In regular expressions, <hspace> and <wspace> now match Unicode's various space-like characters. As a result, the commands delete-blank-lines, delete-horizontal-space, and others now treat Unicode's various space-like characters as types of spaces.

Epsilon's show-spaces mode (toggled by change-show-spaces on Shift-F6) was improved to display a variety of space-like and zero-width Unicode characters more clearly. The hex display mode in set-show-graphic (Ctrl-F6) now displays hex codes for Unicode characters too.

The message to choose an encoding because a file contains Unicode characters now shows the names of the characters and uses a clearer format.

The new command unicode-convert-to-ascii replaces some Unicode and Windows-1252 punctuation characters in the buffer (or highlighted region) with their nearest ASCII equivalent. It converts various quote-like characters to ' or ", various hyphen-like characters to -, and so forth, though it does not try to strip accents from letters.

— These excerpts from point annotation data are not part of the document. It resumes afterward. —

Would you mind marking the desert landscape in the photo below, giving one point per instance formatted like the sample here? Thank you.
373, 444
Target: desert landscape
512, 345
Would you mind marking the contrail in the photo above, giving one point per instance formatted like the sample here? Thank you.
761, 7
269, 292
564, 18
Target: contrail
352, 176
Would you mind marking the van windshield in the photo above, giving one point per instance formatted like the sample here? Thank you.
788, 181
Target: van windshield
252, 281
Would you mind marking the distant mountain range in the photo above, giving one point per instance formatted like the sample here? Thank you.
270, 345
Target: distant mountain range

The clipboard-convert-unicode variable recognizes a new bit. Setting bit 4 tells Epsilon to convert Unicode clipboard characters being pasted into an 8-bit buffer only if they have a corresponding ASCII (range 0-127) equivalent, and this is now the default. If you prefer the previous behavior, you can set this variable to 3, which makes Epsilon also convert certain Unicode characters with no ASCII equivalent to Extended ASCII (128-255, Windows-1252), and perform the reverse conversion when putting text back on the clipboard.

Epsilon's Unicode data (character names, for example) was updated to Unicode 9.0.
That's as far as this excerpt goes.